Taxation The taxation expense represents the aggregate amount of current and deferred tax recognised in the reporting period. Tax is recognised in the statement of comprehensive income, except to the extent that it relates to items recognised in other comprehensive income or directly in capital and reserves. In this case, tax is recognised in other comprehensive income or directly in capital and reserves, respectively. Current tax is recognised on taxable profit for the current and past periods. Current tax is measured at the amounts of tax expected to pay or recover using the tax rates and laws that have been enacted or substantively enacted at the reporting date. Impairment A review for indicators of impairment is carried out at each reporting date, with the recoverable amount being estimated where such indicators exist. Where the carrying value exceeds the recoverable amount, the asset is impaired accordingly. Prior impairments are also reviewed for possible reversal at each reporting date. Stocks and work in progress Stocks and work in progress are measured at the lower of cost and estimated selling price less costs to complete and sell. Cost includes all costs of purchase, costs of conversion and other costs incurred in bringing the stocks to their present location and condition. Financial instruments A financial asset or a financial liability is recognised only when the company becomes a party to the contractual provisions of the instrument. Basic financial instruments are initially recognised at the transaction price, unless the arrangement constitutes a financing transaction, where it is recognised at the present value of the future payments discounted at a market rate of interest for a similar debt instrument. Debt instruments are subsequently measured at amortised cost. Defined contribution plans Contributions to defined contribution plans are recognised as an expense in the period in which the related service is provided.
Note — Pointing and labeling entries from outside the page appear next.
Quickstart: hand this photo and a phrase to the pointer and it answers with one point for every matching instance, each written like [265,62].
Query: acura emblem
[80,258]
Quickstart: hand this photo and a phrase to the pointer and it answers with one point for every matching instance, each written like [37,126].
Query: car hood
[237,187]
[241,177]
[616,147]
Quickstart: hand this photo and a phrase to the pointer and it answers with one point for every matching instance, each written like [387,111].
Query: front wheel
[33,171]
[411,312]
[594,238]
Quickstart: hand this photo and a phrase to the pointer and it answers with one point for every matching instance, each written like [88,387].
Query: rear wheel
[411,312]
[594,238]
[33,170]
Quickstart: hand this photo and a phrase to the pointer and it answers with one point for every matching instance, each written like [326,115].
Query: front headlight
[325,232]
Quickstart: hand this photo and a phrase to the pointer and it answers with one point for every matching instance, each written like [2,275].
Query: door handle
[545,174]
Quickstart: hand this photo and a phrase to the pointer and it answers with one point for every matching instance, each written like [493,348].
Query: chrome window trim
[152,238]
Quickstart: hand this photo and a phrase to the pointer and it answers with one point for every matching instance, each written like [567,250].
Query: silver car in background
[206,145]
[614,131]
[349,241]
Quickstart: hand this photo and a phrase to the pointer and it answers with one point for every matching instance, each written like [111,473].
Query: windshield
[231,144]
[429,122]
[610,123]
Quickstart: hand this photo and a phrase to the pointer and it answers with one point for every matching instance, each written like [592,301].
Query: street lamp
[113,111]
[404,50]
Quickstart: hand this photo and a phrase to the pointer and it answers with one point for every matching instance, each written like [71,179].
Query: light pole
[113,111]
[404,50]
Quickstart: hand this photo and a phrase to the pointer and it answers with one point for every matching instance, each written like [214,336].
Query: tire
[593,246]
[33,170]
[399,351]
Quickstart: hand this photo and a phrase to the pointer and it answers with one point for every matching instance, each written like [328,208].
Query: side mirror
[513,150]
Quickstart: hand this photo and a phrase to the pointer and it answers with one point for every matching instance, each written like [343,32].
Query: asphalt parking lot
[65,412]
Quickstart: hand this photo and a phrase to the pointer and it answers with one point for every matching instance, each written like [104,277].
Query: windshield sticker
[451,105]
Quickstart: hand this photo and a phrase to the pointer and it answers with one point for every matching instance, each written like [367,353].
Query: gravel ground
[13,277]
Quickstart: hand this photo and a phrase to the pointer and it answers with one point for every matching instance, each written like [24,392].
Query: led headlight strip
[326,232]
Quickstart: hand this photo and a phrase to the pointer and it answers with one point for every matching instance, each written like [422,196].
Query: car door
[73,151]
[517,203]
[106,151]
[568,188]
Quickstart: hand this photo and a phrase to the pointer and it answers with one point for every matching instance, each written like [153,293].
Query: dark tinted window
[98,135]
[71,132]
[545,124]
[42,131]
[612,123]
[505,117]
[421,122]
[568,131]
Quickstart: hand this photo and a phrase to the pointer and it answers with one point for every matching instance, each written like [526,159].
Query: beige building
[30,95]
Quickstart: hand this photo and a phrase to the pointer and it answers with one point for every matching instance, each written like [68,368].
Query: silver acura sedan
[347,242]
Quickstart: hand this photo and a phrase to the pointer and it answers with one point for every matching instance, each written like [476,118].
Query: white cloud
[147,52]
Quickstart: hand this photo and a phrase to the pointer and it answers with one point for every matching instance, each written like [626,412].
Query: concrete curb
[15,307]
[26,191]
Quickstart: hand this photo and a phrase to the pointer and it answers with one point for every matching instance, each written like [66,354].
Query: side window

Prepaid contributions are recognised as an asset to the extent that the prepayment will lead to a reduction in future payments or a cash refund. Going concern The financial statements have been prepared on the basis that, with the continued support of the director, the company will continue in operational existence for the foreseeable future.

J MCGRATH MEDIA (UK) LTD

Notes to the Financial Statements

for the Period Ended 31 July 2023

2. Employees

2023 2022
Average number of employees during the period 4 4

J MCGRATH MEDIA (UK) LTD

Notes to the Financial Statements

for the Period Ended 31 July 2023

3. Tangible Assets

Total
Cost £
At 01 August 2022 941
Additions 857
At 31 July 2023 1,798
Depreciation
At 01 August 2022 298
Charge for year 225
At 31 July 2023 523
Net book value
At 31 July 2023 1,275
At 31 July 2022 643

J MCGRATH MEDIA (UK) LTD

Notes to the Financial Statements

for the Period Ended 31 July 2023

4. Loans to directors

Name of director receiving advance or credit: J McGrath
Description of the loan: Loan advance
£
Balance at 01 August 2022 19,753
Advances or credits repaid: 19,753
Balance at 31 July 2023 0

The company charges interest on loan advances to the director.

J MCGRATH MEDIA (UK) LTD

Notes to the Financial Statements

for the Period Ended 31 July 2023

5. Related party transactions

Name of the related party: McGrath Media
Relationship:
Associated company
Description of the Transaction: Inter company
£
Balance at 01 August 2022 39,235
Balance at 31 July 2023 40,407

McGrath Media is a sole trader business owned by J McGrath, the director of this company. The loan is interest free and repayable on demand.